CA - Where to Dump the Stuff We Dredge From the Bay? Federal Agencies are Going to Try Dumping it Nearer to the Shore, and Community Members are Invited to a Town Hall Discussion Thursday

The U.S. Army Corps of Engineers and the Environmental Protection Agency (EPA) have been hard at work in recent years looking for an eco-friendly and efficient way to get rid of the sand and silt that clogs the shipping channels and harbors of Humboldt Bay.

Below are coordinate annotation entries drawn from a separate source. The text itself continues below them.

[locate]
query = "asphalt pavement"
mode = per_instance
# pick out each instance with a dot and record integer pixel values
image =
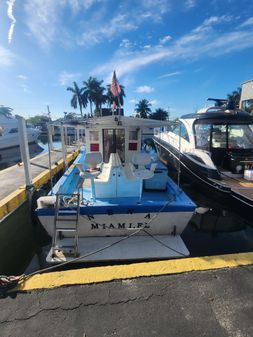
(200, 303)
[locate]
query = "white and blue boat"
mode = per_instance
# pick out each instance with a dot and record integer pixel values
(115, 202)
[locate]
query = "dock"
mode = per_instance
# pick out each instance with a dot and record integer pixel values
(208, 296)
(12, 179)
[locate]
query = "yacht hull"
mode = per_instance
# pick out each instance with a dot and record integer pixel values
(240, 199)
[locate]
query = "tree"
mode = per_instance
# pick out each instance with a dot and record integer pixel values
(78, 99)
(142, 108)
(94, 93)
(234, 97)
(4, 110)
(160, 114)
(39, 120)
(111, 98)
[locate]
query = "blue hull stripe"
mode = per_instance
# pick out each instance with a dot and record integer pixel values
(127, 209)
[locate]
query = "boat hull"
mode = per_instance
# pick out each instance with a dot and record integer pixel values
(204, 178)
(164, 223)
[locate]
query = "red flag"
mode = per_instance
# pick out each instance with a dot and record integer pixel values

For the last 30 years, that place has been HOODS – the Humboldt Open Ocean Disposal Site, a square-shaped patch of sea located approximately three miles offshore. The EPA expanded the site a few years back to accommodate more dredged material, with hopes to establish a secondary site a little closer to shore in the near future.

The Humboldt Nearshore Pilot Placement Project seeks to divert sandy, dredged material found in the entrance channel to Humboldt Bay to a nearshore site off the North Spit, rather than disposing of it way out in the ocean.

“By diverting material away from HOODS, we can keep sediment in the littoral system, mitigate erosion along the North Spit of Humboldt Bay, and extend HOODS’s lifetime,” Savannah Fahning, Environmental Manager for the U.S. Army Corps of Engineers’ San Francisco District, told the Outpost. “An important part of this pilot effort will be to monitor the placement of the material and evaluate both the environmental effects and benefits. … HOODS has had issues with sand mounding leading to closure. A nearshore site is a pathway to reduce the demand on this site, while also nourishing the nearshore environment.”

The proposed area, located north of the jetty, would be close enough to the shore to accommodate onshore transport of material, Fahning said, without presenting a navigational hazard. The nearshore site has the capacity to accept roughly one million cubic yards of dredged material annually.

The pilot project would focus exclusively on the entrance channel, Fahning said, due to the quality of the material.

“In general, marina channels (or inner channels) experience less wave action than entrance channels do, and as such have more of a fine/silty sediment composition,” she said. “Again, this project would take from the entrance channel, which is a very high energy area with large waves and strong current, typically consisting of 85 percent or greater sandy material. … By returning the sediment to the natural flow field, natural processes will be re-enforced and supply of sediment will be returned to the North Spit.”

Researchers have identified an “erosional pattern” on the beaches north of the jetty. While the cause is inconclusive, Fahning said maintaining a natural sediment supply, “instead of removing it entirely from the system to divert to the HOODS site,” could help maintain the beach and reduce impacts associated with sea level rise.


The U.S. Army Corps of Engineers, with support from the EPA and Humboldt Bay Harbor, Recreation and Conservation District, will host a town hall discussion on the proposed project on Thursday evening. The meeting will take place at 5 p.m. at the Wharfinger Building, Bay Room – 1 Marina Way in Eureka.